Introduction

An aperture synthesis array measures the visibilities at discrete points in the $uv$-domain. The visibilities are Fourier transformed to get the Dirty Map and the weighted $uv$-sampling function is Fourier transformed to get the Dirty Beam using the efficient FFT algorithm. This lecture describes the entire chain of data processing required to inverted the visibilities recorded as a function of ($u,v,w$), and the resulting errors/distortions in the final image. In this entire lecture, the `$\star$' operator represents convolution operation, the `.' operator represents point-by-point multiplication and the ` $\rightleftharpoons$' operator represents the Fourier transform operator.

As described earlier, the visibility $V$ measured by an aperture synthesis telescope is related to the sky brightness distribution $I$ as

$$V \rightleftharpoons I,$$ (11.1.1)

where $\rightleftharpoons$ denotes the Fourier Transform. The above equation is true only for the case of continuous sampling of the $uv$-plane such that $V$ is measured for all values of ($u,v$). However since there are finite antennas in an array, $uv$-plane is sampled at descreet $uv$ points and Eq. 11.1.1 has to be written as

$$V.S \rightleftharpoons I*DB (=I^d),$$ (11.1.2)

where $I^d$ is the Dirty Map, $I$ is the true brightness distribution, $DB$ is the Dirty Beam and $S$ is the $uv$-sampling function given by

$$S(u,v)=\sum_{k} \delta(u-u_k,v-v_k),$$ (11.1.3)

where $u_k$ and $v_k$ are the actual ($u,v$) points measured by the telescope. The pattern of all the measured ($u,v$) points is referred to as the $uv$-coverage.

This function essentially assigns a weight of unity to all measured points and zero everywhere else in the $uv$-plane. Fourier transform of $S$ is referred to as the Dirty Beam. As written in Eq. 11.1.2, the Dirty Beam is the transfer function of the instrument used as an imaging device. The shape of the Dirty Beam is a function of the $uv$-coverage which in turns is a function of the location of the antennas. Dirty Beam for a fully covered $uv$-plane will be equal to $sin(\pi l \lambda/u_{max})/(\pi l \lambda/u_{max})$ where $u_{max}$ is the largest antenna spacing for which a measurement is available. The width of the main lobe of this function is proportional to $\lambda/u_{max}$. The resolution of such a telescope is therefore roughly $\lambda/u_{max}$ and $u_{max}$ can be interpreted as the size of an equivalent lens. For a real $uv$-coverage however, $S$ is not flat till $u_{\rm max}$ and has `holes' in between representing un-sampled $(u,v)$ points.

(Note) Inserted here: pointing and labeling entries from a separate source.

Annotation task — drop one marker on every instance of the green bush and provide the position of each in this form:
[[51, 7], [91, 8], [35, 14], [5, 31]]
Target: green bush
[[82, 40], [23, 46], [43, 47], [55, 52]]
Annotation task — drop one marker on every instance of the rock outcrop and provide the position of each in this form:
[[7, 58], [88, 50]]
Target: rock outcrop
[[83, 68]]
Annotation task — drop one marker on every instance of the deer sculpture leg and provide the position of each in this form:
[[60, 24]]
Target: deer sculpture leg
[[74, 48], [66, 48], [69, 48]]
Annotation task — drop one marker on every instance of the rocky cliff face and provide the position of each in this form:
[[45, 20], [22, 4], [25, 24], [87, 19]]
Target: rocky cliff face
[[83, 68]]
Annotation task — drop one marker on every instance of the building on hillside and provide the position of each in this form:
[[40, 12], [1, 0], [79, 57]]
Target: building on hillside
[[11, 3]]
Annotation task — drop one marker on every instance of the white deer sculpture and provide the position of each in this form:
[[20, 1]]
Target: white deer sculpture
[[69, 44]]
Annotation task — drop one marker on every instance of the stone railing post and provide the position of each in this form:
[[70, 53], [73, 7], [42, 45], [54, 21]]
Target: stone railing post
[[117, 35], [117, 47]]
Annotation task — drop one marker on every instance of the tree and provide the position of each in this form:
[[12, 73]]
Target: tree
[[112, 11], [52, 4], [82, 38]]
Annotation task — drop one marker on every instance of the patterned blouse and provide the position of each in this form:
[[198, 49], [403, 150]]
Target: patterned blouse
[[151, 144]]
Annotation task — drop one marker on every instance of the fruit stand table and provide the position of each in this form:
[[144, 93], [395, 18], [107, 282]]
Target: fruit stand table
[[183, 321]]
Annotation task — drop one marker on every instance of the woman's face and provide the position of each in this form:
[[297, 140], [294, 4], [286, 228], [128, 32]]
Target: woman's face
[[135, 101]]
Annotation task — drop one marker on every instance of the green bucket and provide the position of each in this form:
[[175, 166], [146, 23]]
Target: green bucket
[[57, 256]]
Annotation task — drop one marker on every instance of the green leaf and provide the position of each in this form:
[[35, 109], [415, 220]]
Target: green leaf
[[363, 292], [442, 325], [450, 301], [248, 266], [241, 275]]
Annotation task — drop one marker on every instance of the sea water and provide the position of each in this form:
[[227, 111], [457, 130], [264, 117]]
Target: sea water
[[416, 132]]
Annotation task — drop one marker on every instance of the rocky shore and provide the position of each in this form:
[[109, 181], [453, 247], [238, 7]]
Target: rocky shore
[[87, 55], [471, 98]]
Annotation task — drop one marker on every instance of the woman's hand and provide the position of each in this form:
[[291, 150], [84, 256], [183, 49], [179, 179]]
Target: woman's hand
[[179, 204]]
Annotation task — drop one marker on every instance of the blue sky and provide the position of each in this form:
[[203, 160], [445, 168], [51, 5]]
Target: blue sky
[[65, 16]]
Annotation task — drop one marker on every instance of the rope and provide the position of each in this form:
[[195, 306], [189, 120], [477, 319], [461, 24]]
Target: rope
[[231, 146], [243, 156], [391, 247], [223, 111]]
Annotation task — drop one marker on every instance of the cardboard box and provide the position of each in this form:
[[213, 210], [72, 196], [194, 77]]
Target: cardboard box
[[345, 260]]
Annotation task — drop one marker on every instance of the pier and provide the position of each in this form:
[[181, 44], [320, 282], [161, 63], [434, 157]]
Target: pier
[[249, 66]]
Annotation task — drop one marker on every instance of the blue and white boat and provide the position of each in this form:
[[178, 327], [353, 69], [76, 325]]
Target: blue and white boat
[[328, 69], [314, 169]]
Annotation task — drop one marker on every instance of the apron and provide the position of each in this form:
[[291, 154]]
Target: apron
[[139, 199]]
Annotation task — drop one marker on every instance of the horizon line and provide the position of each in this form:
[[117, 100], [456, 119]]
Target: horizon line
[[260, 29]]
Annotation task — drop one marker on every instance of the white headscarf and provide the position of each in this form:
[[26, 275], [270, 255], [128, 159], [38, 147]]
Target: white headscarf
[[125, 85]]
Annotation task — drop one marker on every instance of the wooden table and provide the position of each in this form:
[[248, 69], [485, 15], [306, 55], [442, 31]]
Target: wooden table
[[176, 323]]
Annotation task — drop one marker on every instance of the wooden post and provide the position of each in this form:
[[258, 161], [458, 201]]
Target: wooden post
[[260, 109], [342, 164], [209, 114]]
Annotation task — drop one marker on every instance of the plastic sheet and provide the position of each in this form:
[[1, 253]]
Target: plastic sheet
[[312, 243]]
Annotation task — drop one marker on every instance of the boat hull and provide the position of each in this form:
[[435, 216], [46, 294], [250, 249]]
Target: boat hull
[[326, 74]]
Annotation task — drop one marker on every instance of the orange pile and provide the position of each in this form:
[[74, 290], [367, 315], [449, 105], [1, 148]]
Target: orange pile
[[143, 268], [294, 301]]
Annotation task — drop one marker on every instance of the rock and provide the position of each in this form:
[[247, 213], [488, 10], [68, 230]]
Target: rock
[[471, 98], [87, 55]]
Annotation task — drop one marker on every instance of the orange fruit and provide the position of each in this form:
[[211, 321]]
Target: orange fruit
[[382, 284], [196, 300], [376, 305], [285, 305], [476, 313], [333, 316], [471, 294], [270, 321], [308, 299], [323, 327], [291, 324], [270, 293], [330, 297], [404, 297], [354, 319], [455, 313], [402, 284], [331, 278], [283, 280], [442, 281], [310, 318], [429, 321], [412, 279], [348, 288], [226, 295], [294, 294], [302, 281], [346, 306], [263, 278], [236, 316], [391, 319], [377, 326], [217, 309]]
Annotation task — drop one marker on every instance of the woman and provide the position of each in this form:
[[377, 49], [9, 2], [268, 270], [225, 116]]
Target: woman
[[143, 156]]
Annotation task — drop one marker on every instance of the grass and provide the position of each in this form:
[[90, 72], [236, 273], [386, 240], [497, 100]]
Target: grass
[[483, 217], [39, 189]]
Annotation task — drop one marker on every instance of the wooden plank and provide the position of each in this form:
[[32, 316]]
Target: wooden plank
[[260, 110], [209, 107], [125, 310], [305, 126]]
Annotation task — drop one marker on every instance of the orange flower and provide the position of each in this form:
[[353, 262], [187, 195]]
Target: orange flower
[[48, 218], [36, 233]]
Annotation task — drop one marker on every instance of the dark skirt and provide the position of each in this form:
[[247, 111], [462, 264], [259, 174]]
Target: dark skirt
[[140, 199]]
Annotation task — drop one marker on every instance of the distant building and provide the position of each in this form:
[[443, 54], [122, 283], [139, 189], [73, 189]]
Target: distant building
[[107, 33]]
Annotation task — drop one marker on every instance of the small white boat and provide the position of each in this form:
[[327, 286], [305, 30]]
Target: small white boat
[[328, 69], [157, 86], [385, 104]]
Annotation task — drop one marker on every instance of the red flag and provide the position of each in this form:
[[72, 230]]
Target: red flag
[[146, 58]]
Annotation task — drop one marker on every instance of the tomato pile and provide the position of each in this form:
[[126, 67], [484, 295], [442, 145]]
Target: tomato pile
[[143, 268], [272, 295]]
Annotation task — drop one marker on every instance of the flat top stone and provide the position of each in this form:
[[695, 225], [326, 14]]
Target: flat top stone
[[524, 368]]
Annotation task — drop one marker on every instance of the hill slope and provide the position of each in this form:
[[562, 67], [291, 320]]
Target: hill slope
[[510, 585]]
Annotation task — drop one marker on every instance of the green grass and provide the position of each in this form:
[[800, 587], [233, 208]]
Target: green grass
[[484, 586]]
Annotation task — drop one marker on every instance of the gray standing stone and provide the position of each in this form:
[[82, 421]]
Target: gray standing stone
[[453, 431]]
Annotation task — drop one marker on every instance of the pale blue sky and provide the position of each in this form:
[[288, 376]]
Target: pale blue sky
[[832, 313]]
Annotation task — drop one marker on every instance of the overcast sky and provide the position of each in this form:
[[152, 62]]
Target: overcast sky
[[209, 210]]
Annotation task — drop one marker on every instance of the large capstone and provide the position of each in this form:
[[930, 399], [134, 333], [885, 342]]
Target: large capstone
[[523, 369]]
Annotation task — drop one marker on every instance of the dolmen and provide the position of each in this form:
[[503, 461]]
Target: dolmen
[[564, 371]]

The effect of this missing data is to increase the side-lobes and make the Dirty Beam noisy, but in a deterministic manner. Typically, an elliptical gaussian can be fitted to the main lobe of the Dirty Beam and is used as the resolution element of the telescope. The fitted gaussian is referred to as the Synthesized Beam.

The Dirty Map is a convolution of the true brightness distribution and the Dirty Beam. $I^d$ is almost never a satisfactory final product since the side-lobes of $DB$ (which are due to missing spacings in the $uv$-domain) from a strong source in the map will contaminate the entire map at levels higher than the thermal noise in the map. Without removing the effect of $DB$ from the map, the effective RMS noise in the map will be much higher than the thermal noise of the telescope and will result into obscuration of faint sources in the map. This will be then equivalent to reduction in the dynamic range of the map. The process of De-convolving is discussed in a later lecture, which effectively attempts to estimate $I$ from $I^d$ such that $(I-I^d)*DB$ is minimized consistent with the estimated noise in the map.

To use the FFT algorithm for Fourier transforming, the irregularly sampled visibility $V(u,v)$ needs to be gridded onto a regular grid of cells. This operation requires interpolation to the grid points and then re-sampling the interpolated function. To get better control on the shape of the Dirty Beam and on the signal-to-noise ratio in the map, the visibility is first re-weighted before being gridded. These operations are described below.